Faunabeheerplan knobbelzwaan
Schadevergoeding
Het gaat bij de schade door knobbelzwanen om een jaarlijks schadebedrag van 22.000 euro. Waar hebben we het over? Een schijntje voor de provincie. En daar worden jaarlijks vele duizenden onschuldige zwanen voor gedood. Het toetsingskader, waarbij afschot wordt vereist om schade te vergoeden, kan worden aangepast. We gaan hiermee aan de slag,
De PvdD vindt het onacceptabel dat voor een dergelijk gering bedrag zoveel dieren worden gedood voor economische belangen, terwijl de provincie de taak heeft om ze te beschermen. De intrinsieke waarde en datgene wat weerloos is, wordt hiermee geweld aangedaan.
De PvdD stelt voor om de schade gewoon te gaan vergoeden. We hebben geld genoeg dus daar kan het prima van betaald worden. Het zijn peanuts in vergelijking met alle andere provinciale investeringen, maar hier gaat het wel over leven en dood.

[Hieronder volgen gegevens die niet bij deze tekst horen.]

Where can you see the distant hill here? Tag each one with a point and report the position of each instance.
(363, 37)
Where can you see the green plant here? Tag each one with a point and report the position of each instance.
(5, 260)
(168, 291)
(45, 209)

Bovendien zet de provincie niet in op populatiebeheer, maar enkel op schade, dus dat kan prima.
Onderbouwing schade door zwanen
Als één van de manieren waarop knobbelzwanen schade veroorzaken aan landbouwgewassen wordt verslemping van de bodem genoemd (blz. 15). Wetenschappelijk onderzoek wijst echter uit dat de gevoeligheid voor verslemping vooral wordt veroorzaakt door een laag organische stofgehalte. Bij voldoende organische stof in de bodem, komt verslemping minder snel voor. Intensieve landbouw bevordert juist de verslemping en heeft niets te maken met de aanwezigheid van ganzen. Bij een extensief landbouwbeheer kan de bodem prima de aanwezigheid van zwanen en ganzen aan en zullen er bij een dergelijk beheer ook minder aanwezig zijn. Bovendien: dat verslemping tot verminderde gewasopbrengsten leidt, is echter nooit met onderzoek aangetoond. Graag zien we hiervoor een onderbouwing van de gedeputeerde.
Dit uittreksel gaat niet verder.